The #Restore1stHampden initiative was launched as a result of this. Lager giant Tennent’s has already backed the project, with Graeme saying help from construction firms would be welcomed – even if it’s just a case of providing advice on how to maintain parts of the club grounds, until grant funding is received.

“Over the next year Archaeology Scotland will come in and glue all the stuff together we’ve worked on, pull it all into one, confirm that we should protect it, and we get the big badge,” he said. “Then Year Two – what’s the best way of restoring it? There are different ways and means. How far do you futureproof it? How do you get the most out of the historical part, but also keep it as a working bowling club? That’ll take a year.

“Then, for 2023, it’s time to actually get on with it. Then you’ve got the anniversary of the first Hampden opening, then the anniversary of the first Scottish Cup Final in 2024.

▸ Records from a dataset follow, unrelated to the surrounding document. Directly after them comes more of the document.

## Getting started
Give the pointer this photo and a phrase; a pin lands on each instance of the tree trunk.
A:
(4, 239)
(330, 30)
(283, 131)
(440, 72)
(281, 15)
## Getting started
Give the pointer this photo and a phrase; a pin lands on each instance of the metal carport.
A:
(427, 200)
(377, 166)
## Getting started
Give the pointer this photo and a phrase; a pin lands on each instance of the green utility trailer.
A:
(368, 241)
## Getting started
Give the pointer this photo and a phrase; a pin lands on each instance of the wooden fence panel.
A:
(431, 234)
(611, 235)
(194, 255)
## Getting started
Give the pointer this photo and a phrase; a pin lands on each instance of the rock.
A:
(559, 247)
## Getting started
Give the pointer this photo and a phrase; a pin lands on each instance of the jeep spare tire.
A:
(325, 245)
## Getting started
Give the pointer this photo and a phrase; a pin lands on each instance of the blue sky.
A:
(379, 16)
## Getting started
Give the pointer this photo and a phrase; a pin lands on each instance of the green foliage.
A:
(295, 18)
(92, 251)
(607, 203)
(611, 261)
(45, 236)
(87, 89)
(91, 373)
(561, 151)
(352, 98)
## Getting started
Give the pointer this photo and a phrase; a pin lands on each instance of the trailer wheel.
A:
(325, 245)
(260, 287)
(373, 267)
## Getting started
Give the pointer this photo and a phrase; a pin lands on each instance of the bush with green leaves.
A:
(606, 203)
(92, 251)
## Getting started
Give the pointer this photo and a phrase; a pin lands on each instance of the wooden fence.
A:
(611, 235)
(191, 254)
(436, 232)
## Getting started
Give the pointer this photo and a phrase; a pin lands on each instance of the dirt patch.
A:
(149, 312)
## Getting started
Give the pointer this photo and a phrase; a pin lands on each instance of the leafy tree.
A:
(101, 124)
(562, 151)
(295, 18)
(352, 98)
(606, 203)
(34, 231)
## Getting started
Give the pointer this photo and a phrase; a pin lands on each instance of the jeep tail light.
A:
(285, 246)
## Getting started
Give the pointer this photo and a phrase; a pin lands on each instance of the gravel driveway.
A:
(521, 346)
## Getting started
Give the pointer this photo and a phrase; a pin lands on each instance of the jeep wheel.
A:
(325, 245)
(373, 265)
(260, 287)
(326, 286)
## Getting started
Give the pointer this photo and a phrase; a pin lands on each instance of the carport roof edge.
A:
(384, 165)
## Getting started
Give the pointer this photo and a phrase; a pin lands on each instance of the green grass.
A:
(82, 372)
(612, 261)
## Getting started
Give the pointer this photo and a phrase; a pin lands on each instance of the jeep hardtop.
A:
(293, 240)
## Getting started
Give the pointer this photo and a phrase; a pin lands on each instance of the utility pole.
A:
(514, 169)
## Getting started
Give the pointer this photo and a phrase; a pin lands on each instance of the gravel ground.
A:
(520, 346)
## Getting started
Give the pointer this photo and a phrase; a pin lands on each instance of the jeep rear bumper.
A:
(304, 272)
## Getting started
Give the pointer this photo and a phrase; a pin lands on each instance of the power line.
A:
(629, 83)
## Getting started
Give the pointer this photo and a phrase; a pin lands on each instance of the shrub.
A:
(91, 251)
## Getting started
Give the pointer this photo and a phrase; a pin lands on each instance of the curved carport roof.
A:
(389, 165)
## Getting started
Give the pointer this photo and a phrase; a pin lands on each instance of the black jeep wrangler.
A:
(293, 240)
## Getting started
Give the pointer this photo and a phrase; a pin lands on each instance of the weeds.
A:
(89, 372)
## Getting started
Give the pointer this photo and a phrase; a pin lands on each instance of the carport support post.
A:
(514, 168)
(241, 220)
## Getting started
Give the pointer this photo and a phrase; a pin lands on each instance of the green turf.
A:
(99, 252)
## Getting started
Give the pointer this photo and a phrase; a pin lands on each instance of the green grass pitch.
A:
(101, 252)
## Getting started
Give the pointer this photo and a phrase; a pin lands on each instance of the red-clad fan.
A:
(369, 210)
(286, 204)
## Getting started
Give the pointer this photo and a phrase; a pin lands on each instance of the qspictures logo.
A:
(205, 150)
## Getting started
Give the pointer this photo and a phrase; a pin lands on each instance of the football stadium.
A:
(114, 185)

“It’s good that a construction-element can be taken from the story, as you can run a bowling club, you can do all that stuff, but to take a 100-odd year-old building and do the work in the right way, so it doesn’t get too modern and the principles remain – that’s a big part of the project.”

Graeme said there is a hope that the archaeology project in June 2021 speeds up the applications for grant funding. The club already had a mural commemorating Scotland’s 5-1 victory over England in 1882 painted on the pavilion. Assuming Covid restrictions are lifted by June, thousands of European fans will view it when getting the train to Hampden for the Euros.

Wider plans are currently being built on, with hopes to allow for the club to become a historical destination while also maintaining its core purpose of being an operating bowling club. Further to this would be the creation of a trail around the three Hampdens.

In the meantime, preparatory work is underway on the upcoming archaeological dig. 

“The archaeologists are so excited,” Graeme said. “This is not a Roman floor or a castle… this stuff is the people’s archaeology.

“The big hope is they can find the centre spot of the first Hampden, which isn’t handy as it’s in the centre of the bowling green, but it could be figured out through ground penetrating radar. Imagine if they find that. That’s when it gets exciting. It’s going to be right bang in the middle of the Euros.” 

*The headline is in reference to Bacarra’s 1977 hit, ‘Yes Sir, I can Boogie’, which has become the nation’s unofficial anthem for the tournament after Scotland’s players were filmed dancing to the song in the dressing room following qualification. Subsequently, the song reached Number 3 in the UK music chart and the band has expressed an interest in re-recording the hit for the national team ahead of the delayed Euro 2020.